Au départ, j’étais auteur uniquement, depuis 2009. Après quelques projets, j’ai commencé à créer en m’imposant la mécanique du retournement de cartes : on sort un paquet, on retourne une carte et l’interaction entre le recto dévoilé et le verso du paquet doit permettre de jouer. Que peut-on créer comme effet avec juste cela ? Sont nés ainsi une première série de 5 jeux, que j’ai commencé à présenter à des éditeurs. Le problème est que je ne voulais pas casser la série, en faire un concept de création identitaire. Le déclic est venu quand, lors d’un concours ludique, j’ai rencontré Blackrock. Cherchant de nouveaux projets à distribuer, ils m’ont incité à garder la série en l’éditant moi-même afin qu’ils la distribuent. Ainsi, j’ai créé Flip Flap Editions en 2013, le terme « flip flap » évoquant la mécanique de base de la gamme, le retournement de cartes. La même année sortait Zebulon et Tête de linotte, puis Pile Poil (ces deux derniers jeux ayant ensuite été cédés temporairement à Cocktail Games pour un travail à l’export). Il y a depuis 11 petits jeux, et deux autres gammes créées (Trucs de Fous et Ricochet).

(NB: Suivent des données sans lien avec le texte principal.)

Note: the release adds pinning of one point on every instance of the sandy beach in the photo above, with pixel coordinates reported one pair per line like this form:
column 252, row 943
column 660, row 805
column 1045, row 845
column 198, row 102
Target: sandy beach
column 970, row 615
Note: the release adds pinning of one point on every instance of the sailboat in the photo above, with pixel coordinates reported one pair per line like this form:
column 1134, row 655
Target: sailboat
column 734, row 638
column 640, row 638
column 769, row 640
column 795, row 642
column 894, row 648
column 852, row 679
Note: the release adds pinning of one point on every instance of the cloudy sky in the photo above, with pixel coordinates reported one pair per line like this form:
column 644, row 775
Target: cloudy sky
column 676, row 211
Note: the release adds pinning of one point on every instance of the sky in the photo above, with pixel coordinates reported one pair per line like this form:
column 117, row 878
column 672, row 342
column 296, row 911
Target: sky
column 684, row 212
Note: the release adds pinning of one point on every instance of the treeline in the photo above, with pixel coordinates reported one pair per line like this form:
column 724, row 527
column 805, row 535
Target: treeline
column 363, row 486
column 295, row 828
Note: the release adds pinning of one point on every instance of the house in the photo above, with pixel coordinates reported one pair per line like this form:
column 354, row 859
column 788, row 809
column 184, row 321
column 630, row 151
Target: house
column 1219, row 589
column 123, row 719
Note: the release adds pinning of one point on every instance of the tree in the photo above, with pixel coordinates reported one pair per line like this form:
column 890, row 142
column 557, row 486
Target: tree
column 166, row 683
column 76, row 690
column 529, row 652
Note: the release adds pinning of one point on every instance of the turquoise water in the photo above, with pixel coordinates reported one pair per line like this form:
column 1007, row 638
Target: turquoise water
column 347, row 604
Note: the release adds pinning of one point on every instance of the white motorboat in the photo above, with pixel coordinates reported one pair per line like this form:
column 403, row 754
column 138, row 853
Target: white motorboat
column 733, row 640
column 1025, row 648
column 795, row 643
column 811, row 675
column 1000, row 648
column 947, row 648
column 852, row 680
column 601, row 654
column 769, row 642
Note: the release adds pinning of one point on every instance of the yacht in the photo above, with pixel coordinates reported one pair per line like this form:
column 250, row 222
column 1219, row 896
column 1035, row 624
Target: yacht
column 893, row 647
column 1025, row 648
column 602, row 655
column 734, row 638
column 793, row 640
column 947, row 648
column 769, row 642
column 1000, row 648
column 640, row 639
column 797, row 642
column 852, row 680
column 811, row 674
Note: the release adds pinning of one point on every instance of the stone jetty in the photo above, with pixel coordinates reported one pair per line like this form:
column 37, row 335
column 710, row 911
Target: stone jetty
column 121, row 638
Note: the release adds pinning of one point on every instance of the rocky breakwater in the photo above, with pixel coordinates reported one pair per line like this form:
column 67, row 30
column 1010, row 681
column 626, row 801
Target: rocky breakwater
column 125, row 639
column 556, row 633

Par rapport à ton parcours personnel pourquoi avoir choisi de travailler précisément dans l’édition de jeux de société ? Et en parallèle de cette maison d’édition, il y a aussi de l’animation à la création ludique, de la muséographie… Peux-tu nous en toucher deux mots ?

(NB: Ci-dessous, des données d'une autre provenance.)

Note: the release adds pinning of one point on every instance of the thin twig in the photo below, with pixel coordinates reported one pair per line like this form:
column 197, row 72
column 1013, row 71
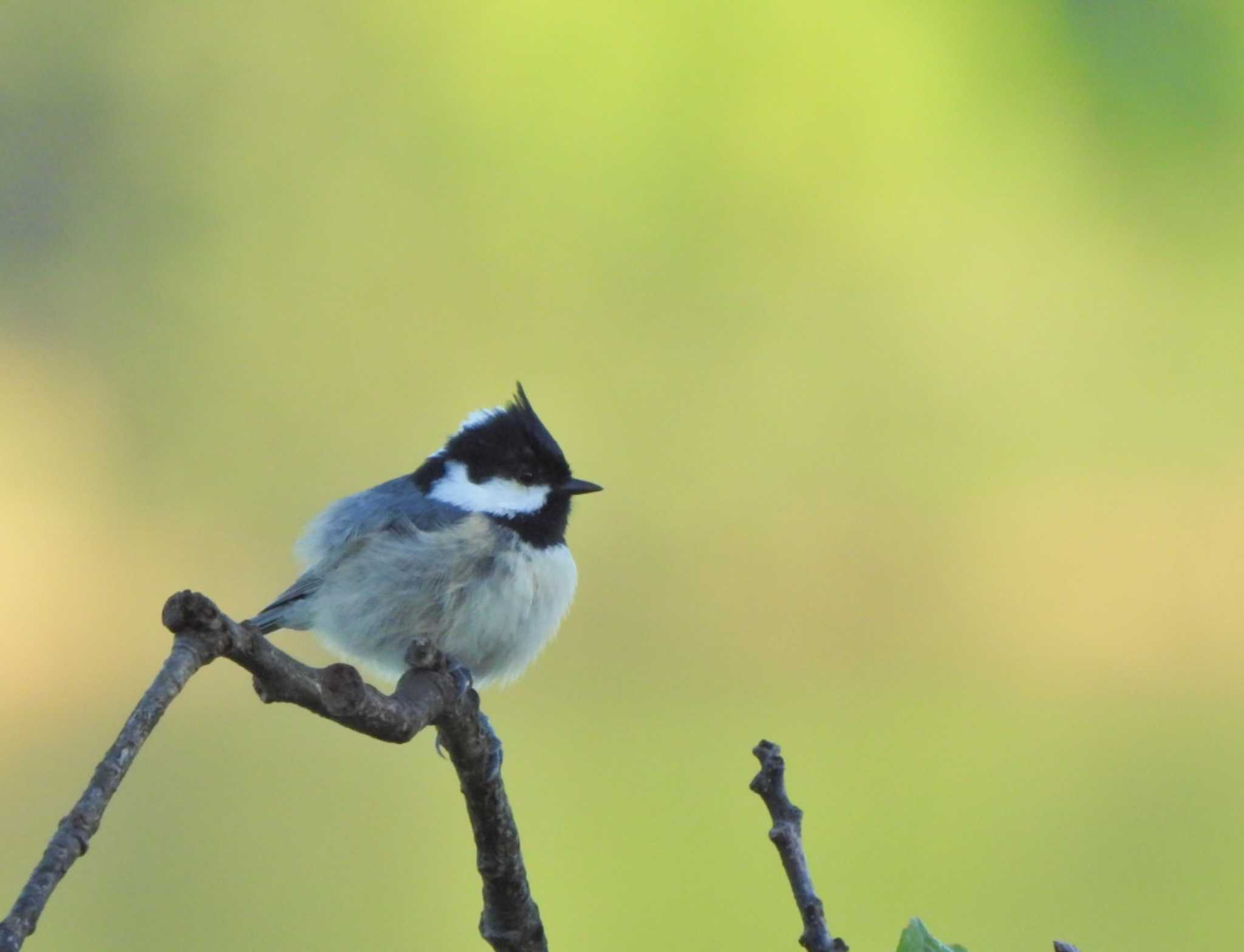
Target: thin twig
column 75, row 832
column 428, row 694
column 787, row 835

Je suis de formation scientifique côté scolaire, mais avec un fort bagage animation en parallèle. Aussi, le croisement des deux m’a amené à travailler dans une structure culturelle d’éveil scientifique. D’abord animateur, je suis ensuite devenu concepteur d’exposition (muséographe). Dans ce cadre, je devais créer des modules ludiques pour expliquer des expériences scientifiques ou générer des parcours de visiteurs originaux. Petit à petit, avec l’émergence de Tric Trac entre autres, j’ai commencé à m’intéresser au secteur ludique comme source d’inspiration. Puis un jour Cocktail Games a posté dans le forum « création » de Tric Trac un appel à projet concernant un jeu sur le thème de la cuisine. Je n’ai pas répondu de suite mais je bouillais de le faire tant ce type de commande correspondait à mon travail. Puis, quand 6 mois après j’ai vu que Cocktail Games relançait l’annonce faute de projet, j’ai envoyé 10 phrases d’un concept de jeu à Matthieu D’Epenoux, et 48 heures après j’avais un contrat d’auteur dans la boite ! Sans proto ! Ainsi naquit « L’atelier des chefs », un des plus gros échecs de Cocktail Games ! 😉 Puis avec mon projet suivant j’ai remporté le concours de Boulogne (2011). Là je me suis dit que peut-être avais-je quelques compétences à développer dans ce secteur.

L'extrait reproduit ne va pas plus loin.